[ G.R. No. 11923, November 29, 1916 ]
THE UNITED STATES, PLAINTIFF AND APPELLEE, VS. SANTIAGO DEL CASTILLO, DEFENDANT AND APPELLANT.
D E C I S I O N
MORELAND, J.:
There is no doubt in the case that the accused obtained possession of the deeds referred to by false representations and he refused to redeliver them after the owner had found that he had been deceived and had duly demanded their return. The defense offered by the appellant that he lost them we do not think is sustained by the evidence. The trial court found against him in this contention and we are satisfied that the evidence fully supports the finding. The appellant seems to be a confirmed criminal and the trial court placed very little confidence in his testimony.
Certain objections are made in this court against the form of the information; but they not having been raised In the court below and the evidence offered by the prosecution having cured those defects, if any, the objections come too late here.
The main contention of the appellant is that no value was placed on the title deeds and that therefore it is impossible to convict the appellant of estafa, as one of the essential elements of that crime is that the complaining party must have lost something; that is, been damaged in a specified amount.
This is not the rule in this jurisdiction. We have held in several cases that papers of this character have some value; and that if value is not proved on the trial it will be assumed that it was less than 250 pesetas. (U. S. vs. De la Cruz, 12 Phil. Rep., 87; U. S. vs. Abad, 28 Phil. Rep., 504.) Such value brings the case within paragraph 1 of article 634 of the Penal Code which declares that a person who commits estafa with reference to property the value of which does not exceed 250 pesetas shall be punished with arresto mayor in its minimum and medium degrees. Such being the case appellant is in error in his claim that the value of the title deeds not having been proved the case against him fails.

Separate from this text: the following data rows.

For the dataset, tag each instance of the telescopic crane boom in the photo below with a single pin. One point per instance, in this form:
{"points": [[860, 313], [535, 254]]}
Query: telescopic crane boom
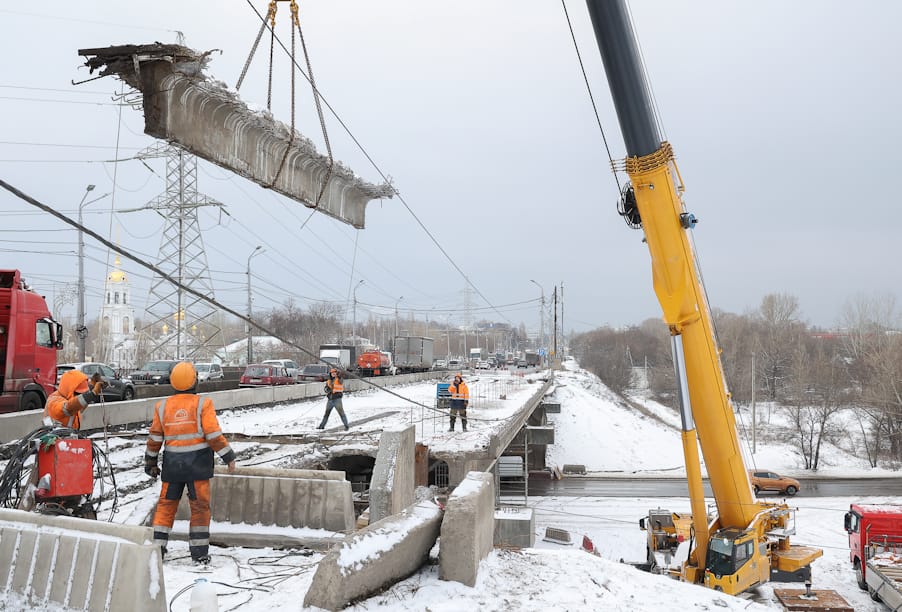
{"points": [[747, 542]]}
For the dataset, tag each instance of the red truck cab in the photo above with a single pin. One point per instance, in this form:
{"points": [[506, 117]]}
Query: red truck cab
{"points": [[865, 522], [29, 340]]}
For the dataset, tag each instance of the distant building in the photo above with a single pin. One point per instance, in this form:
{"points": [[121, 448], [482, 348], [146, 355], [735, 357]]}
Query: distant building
{"points": [[117, 321]]}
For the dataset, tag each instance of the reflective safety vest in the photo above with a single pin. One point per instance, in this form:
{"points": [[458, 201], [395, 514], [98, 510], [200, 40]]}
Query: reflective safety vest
{"points": [[187, 425]]}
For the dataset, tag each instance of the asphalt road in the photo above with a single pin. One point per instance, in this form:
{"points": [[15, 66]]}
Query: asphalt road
{"points": [[673, 487]]}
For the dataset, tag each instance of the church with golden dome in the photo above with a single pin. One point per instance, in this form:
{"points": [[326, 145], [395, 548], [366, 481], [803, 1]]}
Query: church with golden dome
{"points": [[117, 320]]}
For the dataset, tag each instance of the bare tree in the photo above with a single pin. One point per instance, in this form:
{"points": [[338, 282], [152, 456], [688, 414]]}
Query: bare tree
{"points": [[781, 330]]}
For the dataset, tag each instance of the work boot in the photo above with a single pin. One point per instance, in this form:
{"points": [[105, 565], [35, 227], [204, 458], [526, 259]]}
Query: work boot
{"points": [[201, 560]]}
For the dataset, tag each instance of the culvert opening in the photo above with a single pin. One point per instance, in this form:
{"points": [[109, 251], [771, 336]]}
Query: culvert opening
{"points": [[358, 471]]}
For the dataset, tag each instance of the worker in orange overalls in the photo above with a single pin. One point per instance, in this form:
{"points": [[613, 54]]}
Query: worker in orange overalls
{"points": [[460, 399], [334, 390], [186, 424], [74, 393]]}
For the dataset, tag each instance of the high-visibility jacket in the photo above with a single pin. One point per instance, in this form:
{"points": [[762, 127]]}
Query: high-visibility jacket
{"points": [[460, 393], [187, 425], [335, 387], [63, 405]]}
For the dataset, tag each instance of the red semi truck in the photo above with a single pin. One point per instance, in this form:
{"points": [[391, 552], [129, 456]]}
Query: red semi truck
{"points": [[875, 550], [29, 340]]}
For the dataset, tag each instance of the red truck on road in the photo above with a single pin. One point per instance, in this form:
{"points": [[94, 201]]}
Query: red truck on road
{"points": [[875, 550], [29, 340]]}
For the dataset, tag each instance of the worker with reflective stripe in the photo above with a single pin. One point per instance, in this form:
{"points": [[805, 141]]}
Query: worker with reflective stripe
{"points": [[334, 390], [74, 393], [460, 399], [186, 424]]}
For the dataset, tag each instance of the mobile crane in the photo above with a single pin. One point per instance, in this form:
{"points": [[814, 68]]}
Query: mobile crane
{"points": [[747, 542]]}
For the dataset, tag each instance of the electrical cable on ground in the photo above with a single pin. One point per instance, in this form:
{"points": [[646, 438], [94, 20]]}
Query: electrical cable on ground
{"points": [[205, 298]]}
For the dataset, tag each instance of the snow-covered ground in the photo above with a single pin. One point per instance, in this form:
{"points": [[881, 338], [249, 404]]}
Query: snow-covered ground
{"points": [[595, 428]]}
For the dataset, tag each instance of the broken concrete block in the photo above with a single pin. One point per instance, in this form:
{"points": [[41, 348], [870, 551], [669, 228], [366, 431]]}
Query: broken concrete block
{"points": [[392, 485], [468, 529], [375, 557], [185, 107]]}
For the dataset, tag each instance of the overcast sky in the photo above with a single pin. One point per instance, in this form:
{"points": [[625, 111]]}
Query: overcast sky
{"points": [[783, 117]]}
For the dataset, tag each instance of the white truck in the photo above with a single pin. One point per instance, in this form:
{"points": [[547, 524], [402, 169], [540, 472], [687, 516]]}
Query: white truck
{"points": [[343, 356]]}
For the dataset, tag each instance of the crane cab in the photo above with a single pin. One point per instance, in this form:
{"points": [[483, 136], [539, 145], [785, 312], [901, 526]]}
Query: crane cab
{"points": [[735, 563]]}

We agree with the appellant that the value of the title deeds cannot be assumed to be the same as the value of the real estate to which they refer. The fact that the complainant lost his title deeds does not mean necessarily that he lost his real estate or that the loss damaged him to the extent of the value of such real estate. This case differs from that where the thing in controversy is a negotiable instrument such as a promissory note or check. (U. S. vs. Tan Jenjua, 1 Phil. Rep., 38; U. S. vs. Wickeraham, 20 Phil. Bep., 440; U. S. vs. Raboy, 25 Phil. Rep., 1.)
The judgment appealed from is modified and the accused is sentenced to four months of arresto mayor. The rest of the sentence imposed is affirmed, except as to the indemnification! and as to that, it is reversed. So ordered.
Torres, Johnson, Carson, Trent, and Araullo, JJ., concur.